I’m so jealous.  In my current kitchenless state, I’m looking at a world divided between those with kitchens and those without kitchens.  When rationality returns to my brain, I realize that a kitchen and a dining room are just tools.  It’s people and company that bring them to life.

Without a kitchen, I feel like an orphan, shuffling myself to other people’s kitchens, i.e. restaurants.  Tonight, the older man at the Vietnamese pho place I frequent recited my usual order right when I sat down.  After I agreed to it, he returned within 5 minutes with my food.  I have to admit, it was comforting to have someone recognize you and know what you like to eat. 

Pho Van
4233 El Cajon Boulevard
San Diego, CA 92105
(619) 281-9420


8 responses to “Kitchen envy

  1. Oh yes, those long French meals. I’m surprised you didn’t march to your neighbors house and knock on the door…strong arm your way in (that’s what I would have done 🙂 You’ll have you kitchen soon. I can’t wait to see it.

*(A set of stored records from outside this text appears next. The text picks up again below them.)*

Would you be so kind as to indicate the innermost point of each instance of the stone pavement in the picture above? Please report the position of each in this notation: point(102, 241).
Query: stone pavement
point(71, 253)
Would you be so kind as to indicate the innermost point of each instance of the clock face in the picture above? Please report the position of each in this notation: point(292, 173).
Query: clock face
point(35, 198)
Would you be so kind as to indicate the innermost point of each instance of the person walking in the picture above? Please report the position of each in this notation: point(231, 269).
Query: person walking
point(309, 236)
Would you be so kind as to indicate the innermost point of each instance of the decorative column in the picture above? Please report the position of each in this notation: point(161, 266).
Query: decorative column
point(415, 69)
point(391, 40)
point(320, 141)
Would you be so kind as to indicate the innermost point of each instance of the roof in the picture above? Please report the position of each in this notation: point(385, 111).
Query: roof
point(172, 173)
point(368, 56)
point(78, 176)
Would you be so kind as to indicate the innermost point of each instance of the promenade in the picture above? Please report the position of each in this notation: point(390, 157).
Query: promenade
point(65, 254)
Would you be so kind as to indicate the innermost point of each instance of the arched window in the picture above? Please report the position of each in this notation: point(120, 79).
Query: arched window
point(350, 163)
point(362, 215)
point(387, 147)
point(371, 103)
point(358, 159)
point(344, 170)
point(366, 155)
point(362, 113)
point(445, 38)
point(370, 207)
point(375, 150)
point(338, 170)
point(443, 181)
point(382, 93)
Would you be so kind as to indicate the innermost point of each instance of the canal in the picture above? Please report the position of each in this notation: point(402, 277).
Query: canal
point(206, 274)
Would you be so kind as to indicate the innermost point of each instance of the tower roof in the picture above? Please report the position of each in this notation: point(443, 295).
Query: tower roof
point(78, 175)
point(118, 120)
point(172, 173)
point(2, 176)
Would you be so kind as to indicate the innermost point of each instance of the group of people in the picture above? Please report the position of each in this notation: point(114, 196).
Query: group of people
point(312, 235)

  2. You’re hilarious, Shake ‘n Bake! I suppose I should have just popped my head in the window and say “Hey, something smells good. Are you going to eat that?” and pick up a piece of food off of someone’s plate.

  3. Hi Audrey,
    At first we thought we’d wait until everything was perfect before we started entertaining. But our backyard is still a disaster after four years here and we need to do more than plant a few bushes, and there’s no longer any such thing as a HELoC. So we invite people over anyway and it’s just like you said. It’s the people who make the party. Some of the bold ones even make good gardening suggestions, and the benevolent ones have given me free plants. 🙂

  4. Thanks for the comment Petrea. I know getting a house up to speed is a process. I probably won’t wait until all is perfect before I start inviting people over. I just have to figure out how to save up for a dining table soon. I’ve never had one because every apartment I’ve lived in has been too small for one.

  5. Hi Audrey, I enjoy reading what you wrote in your blog particularly this one. I can’t be more agree with you that without a kitchen we can feel like an orphan but you’re so smart and positive by going out finding a Vietnamese restaurant instead of nursing self pity – by the way last August I visited Saigon for a week (and so far I have been there for 8 times in the past 8 years). I love Saigon, the people and the food. One day, I will post a recipe of which I learned there.

  6. Thank you Wina. I’m so jealous of your frequent visits to Saigon. I’ve always wanted to visit Vietnam. It looks like a really beautiful place and the food is very refreshing. I look forward to your recipe posts on Vietnamese food.

  7. This is my favorite entry so far! Be careful what you ask for. Your hungry brother & I will soon be coming over to eat up all your gourmet food!

  8. I love cooking for you guys! The last time I made that heavy breakfast at your house, you both passed out shortly afterward. I better get that second bedroom set up if you come over for dinner.